1. the array name indicates the address of the first element of the array.

2. & a (a is an array) is the address of the array.

3. the pointer array is an array whose elements are pointers.

4. the array pointer is a pointer that points to an array.

5. The elements of a two-dimensional array are one-dimensional arrays.

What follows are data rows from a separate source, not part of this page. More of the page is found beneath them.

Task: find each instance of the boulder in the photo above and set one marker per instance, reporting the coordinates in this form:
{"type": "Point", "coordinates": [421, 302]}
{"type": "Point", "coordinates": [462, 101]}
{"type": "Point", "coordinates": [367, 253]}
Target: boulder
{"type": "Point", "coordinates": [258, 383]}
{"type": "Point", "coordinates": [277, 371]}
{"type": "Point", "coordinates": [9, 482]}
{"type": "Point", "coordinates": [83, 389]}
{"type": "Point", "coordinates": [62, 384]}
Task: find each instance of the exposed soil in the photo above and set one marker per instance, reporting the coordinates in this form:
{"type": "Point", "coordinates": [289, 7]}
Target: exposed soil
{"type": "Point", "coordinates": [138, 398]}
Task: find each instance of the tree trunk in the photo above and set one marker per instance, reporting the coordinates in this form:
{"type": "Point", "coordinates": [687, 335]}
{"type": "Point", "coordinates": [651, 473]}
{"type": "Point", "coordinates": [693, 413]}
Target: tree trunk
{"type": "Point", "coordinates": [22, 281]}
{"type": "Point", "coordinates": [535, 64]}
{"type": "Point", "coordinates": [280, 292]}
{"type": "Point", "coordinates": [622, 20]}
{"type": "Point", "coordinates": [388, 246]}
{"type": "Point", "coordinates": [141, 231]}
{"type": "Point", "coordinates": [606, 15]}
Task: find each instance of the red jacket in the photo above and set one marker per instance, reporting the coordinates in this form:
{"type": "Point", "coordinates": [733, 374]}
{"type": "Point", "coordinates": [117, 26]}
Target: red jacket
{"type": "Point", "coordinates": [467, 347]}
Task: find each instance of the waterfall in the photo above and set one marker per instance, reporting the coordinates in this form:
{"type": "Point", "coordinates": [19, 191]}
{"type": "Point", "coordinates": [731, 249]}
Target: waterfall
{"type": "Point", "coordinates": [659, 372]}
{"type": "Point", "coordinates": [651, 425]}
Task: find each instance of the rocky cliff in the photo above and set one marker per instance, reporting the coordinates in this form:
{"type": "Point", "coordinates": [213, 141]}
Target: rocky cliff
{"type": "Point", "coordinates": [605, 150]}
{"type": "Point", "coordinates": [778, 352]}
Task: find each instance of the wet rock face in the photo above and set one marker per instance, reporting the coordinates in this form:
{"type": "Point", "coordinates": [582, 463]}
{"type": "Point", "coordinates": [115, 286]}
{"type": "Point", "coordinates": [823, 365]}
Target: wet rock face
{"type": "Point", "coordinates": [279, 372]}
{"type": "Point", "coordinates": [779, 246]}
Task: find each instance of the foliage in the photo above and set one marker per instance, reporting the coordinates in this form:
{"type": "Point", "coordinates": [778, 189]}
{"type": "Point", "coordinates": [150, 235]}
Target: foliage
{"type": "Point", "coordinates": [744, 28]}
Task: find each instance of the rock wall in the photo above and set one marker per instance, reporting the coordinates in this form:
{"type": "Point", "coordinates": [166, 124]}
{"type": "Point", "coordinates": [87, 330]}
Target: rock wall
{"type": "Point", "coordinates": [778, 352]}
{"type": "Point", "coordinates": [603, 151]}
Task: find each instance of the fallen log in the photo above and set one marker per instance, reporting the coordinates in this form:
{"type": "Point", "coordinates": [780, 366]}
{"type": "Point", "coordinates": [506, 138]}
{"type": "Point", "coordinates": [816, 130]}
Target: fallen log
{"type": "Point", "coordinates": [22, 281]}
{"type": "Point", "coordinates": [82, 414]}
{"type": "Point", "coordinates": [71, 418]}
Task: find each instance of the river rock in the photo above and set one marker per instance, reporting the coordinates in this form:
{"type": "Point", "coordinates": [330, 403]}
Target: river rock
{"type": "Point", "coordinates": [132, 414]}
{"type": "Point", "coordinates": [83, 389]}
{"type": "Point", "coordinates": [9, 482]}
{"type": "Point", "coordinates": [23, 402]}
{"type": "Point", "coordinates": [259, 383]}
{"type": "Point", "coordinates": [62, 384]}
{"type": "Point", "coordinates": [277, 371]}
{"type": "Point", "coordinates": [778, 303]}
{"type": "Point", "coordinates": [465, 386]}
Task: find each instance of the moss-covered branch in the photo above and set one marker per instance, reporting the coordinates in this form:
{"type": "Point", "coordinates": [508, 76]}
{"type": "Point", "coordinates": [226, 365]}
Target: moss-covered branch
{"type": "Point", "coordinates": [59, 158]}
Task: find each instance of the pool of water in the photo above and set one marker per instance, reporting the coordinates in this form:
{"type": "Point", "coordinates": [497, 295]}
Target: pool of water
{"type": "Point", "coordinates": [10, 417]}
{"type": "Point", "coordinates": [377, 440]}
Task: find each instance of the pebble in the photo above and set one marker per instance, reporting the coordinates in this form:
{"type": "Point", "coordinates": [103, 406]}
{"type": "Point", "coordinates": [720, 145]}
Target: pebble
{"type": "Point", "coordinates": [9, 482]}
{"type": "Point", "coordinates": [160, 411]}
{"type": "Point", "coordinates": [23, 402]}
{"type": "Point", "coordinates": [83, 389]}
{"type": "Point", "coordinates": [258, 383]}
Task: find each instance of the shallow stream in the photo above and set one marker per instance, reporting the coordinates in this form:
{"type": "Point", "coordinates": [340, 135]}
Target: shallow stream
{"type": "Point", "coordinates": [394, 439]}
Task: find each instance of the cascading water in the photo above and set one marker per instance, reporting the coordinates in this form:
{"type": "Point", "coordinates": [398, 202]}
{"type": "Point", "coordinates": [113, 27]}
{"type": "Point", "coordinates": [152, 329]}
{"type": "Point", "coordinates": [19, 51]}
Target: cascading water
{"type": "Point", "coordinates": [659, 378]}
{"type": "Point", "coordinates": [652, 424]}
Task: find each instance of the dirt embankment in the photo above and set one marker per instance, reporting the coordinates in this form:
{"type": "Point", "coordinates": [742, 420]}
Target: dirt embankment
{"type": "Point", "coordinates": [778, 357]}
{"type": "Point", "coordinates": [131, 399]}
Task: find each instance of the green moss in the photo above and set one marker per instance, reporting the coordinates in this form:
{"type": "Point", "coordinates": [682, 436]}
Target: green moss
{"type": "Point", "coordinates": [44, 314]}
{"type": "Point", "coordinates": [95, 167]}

C language two-dimensional array and pointer, I want to know why * (a + 1) and the displayed a + 1, the given address is the same, how to understand?

Two-dimensional arrays are two-layer pointers.
* (A + I) + j) indicates the j Data of row I. Note that there are two *
If you do not understand it, remember to apply it.

One X is a pointer.
So ij is a pointer.

A + 1 is a pointer that represents the first address of the 1st rows (from 0 in array c)

In a two-dimensional array,
The three pointers a, a [0], & a [0] [0] are the values of the first address of a, but they are different in c.
A Indicates the first address of the Two-dimensional array.
A [0] indicates the first address of row 0th.
& A [0] [0] indicates the address of the 0th elements in the first row.

C language: Using pointers to reference multi-dimensional arrays, two-dimensional array a [0] is equivalent to * (a + 0). How can this problem be solved?

Indicates the first address of the 0th + 1 line.